Costs of data management

To help you estimate the costs of data management an overview of possible costs per research phase and research activity is presented. 

 

1. Estimate the costs of data management 

To help you estimate the costs which are involved in making your research data findable, accessible, interoperable and reusable (FAIR), have a look at the overview of possible costs per research phase and research activity below.

The content is based on the Data Management Costing Tool, developed by the UK Data Service.

I. Costs for data collection
A. Acquiring external datasets
Question to consider Estimated costs Tips
Do you plan to use existing (commercial or open) data?  Example: A faculty license on a database for macro-economic analyses costs approximately €18.000 per year. 

- Your library may be able to help you acquire a license to a crucial database.

- In research data repositories, data can be available at no or low costs.

 

B. Granularity of data
Question to consider Estimated costs Tips
Do you collect data on the same level of detail that you want / will be able to process? Example: If collecting half the data is enough, costs for transferring, collecting, storing etc. will also go down by half. 

It can be tempting to collect as much data as you can. However if you collect per second, and already plan to average that to daily, you’d possibly have reliable information sampling hourly, or even less.

You can do a pilot, to assess the granularity you need to answer your research question, or consult a statistician to calculate how much data you need.

 

C. Formatting and organising
Questions to consider Estimated costs Tips

Are your data files, spreadsheets, measurements, interview transcripts, records etc. all stored in a uniform format or style, clearly named with unique file names and well organised? 

Per project, organising the style, format and names can be done by a student assistant at level 1 salary (~17 euro per hour) or a data manager at level 2 salary. (~60 euro per hour). 

If you plan data formats and data organisation beforehand by developing templates and data entry forms for individual data files (transcripts, spreadsheets, databases) and by constructing clear file structures, low or no additional cost will apply. If you have to develop these afterwards, higher costs are involved.

 

D. Transcription
Questions to consider Estimated costs Tips

- Will you transcribe qualitative data (e.g. recorded interviews or focus group sessions) as part of your research?

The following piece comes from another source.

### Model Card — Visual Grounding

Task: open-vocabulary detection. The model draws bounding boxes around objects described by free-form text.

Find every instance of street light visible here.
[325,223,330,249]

- Or will you need to do this specifically so data can be more easily shared and reused?

- Is full or partial transcription needed?

- Is additional hardware /software needed ?

- Is translation needed?

- Will you need to develop a standard transcription template or transcription guidelines to ensure consistent formatting?

Example: Time needed for transcription is four to eight hours per hour recording. Vist the transcribing calculator to estimate the needed time for your project. 

- If you embed transcription as part of your research practice, very low or no additional cost will apply. 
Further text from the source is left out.